Already committed to Christ and his way, I fell in love with the Church in college: with church history, with Presbyterians, with the beautiful way God has woven us into communities, orchestrated our gifts, and called us to participate in the divine work in the world.  I've seen the glorious vision of what the Church could be, what it has been in some ways at some moments, and what it's called to be and become -- and it's absolutely stunning!  My heart sings, my bones ache, and my soul comes alive to pursue achieving that reality.

But because I love the Church so much, because I know what it can and should be, sometimes I hate the Church with a fierce passion as well.  I hate the way it reduces the life-giving freedom of Christ to life-constricting rules and oversimplified dogma.  I hate the way we silence questions and exploration because they threaten our easy answers and comfortable customs.  I hate the way we co-opt the language and image of Christ's values to hide and serve our own -- for example, through activities we name "outreach," "mission," and "evangelism," we simply seek to recruit new members to boost our ego-sustaining statistics and fund our budgets.  I hate the way we believe being "nice" is the ultimate Christian virtue, so we avoid disagreement and conflict like the plague, squashing it down and ignoring it until it squeezes out in nasty passive-aggressiveness or full-out vicious warfare.  I hate it!

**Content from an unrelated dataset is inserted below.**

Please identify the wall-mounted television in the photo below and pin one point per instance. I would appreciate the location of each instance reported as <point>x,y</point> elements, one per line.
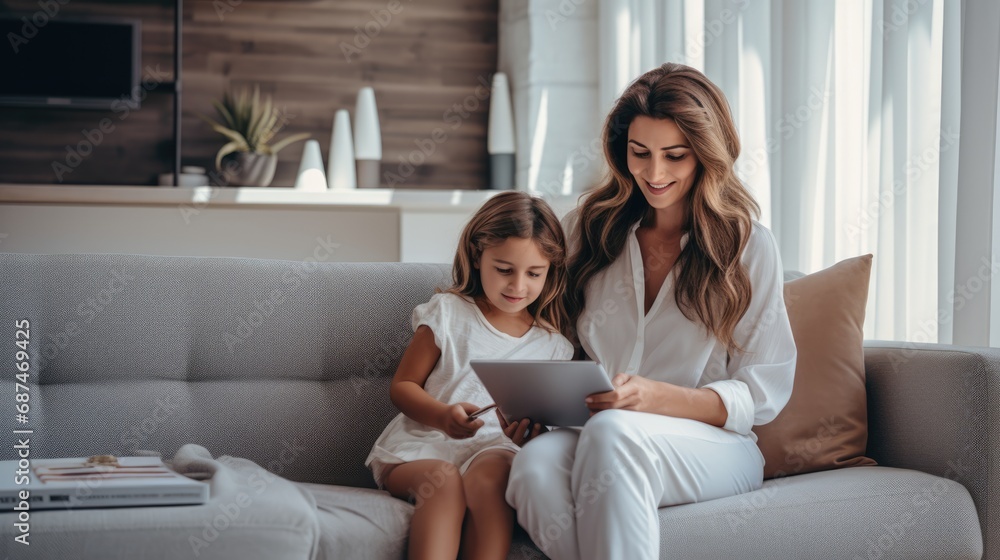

Saturday, February 15, 2014

Finding Home in Exile - Part 1

"Thus says the Lord of hosts, the God of Israel, to all the exiles whom I have sent into exile from Jerusalem to Babylon:  Build houses and live in them; plant gardens and eat what they produce. ... seek the welfare of the city where I have sent you into exile, and pray to the Lord on its behalf, for in its welfare you will find your welfare."  ~ Jeremiah 29: 4-7
For many of us, the concept of exile resonates deep in our bones.  It captures all the various experiences of feeling off-kilter with the world around us, of being rooted in place in the midst of a bustling crowd or trying to move in a world frozen in place.  It strings together those sometimes half-noticed moments when our perspective seems out of joint with those of the people around us and we begin to wonder if we're a little crazy or if we're really living in the same world as everyone else.  It affirms the sense of trying to translate something untranslatable and living alone in a place where no one else speaks the native language of our heart.  It bears the feeling of being banished from home and the impossibility of returning, of abandonment, rejection, and non-belonging.  The concept of exile gives all these experiences meaning, and weaves them into a coherent narrative with a name and vocabulary.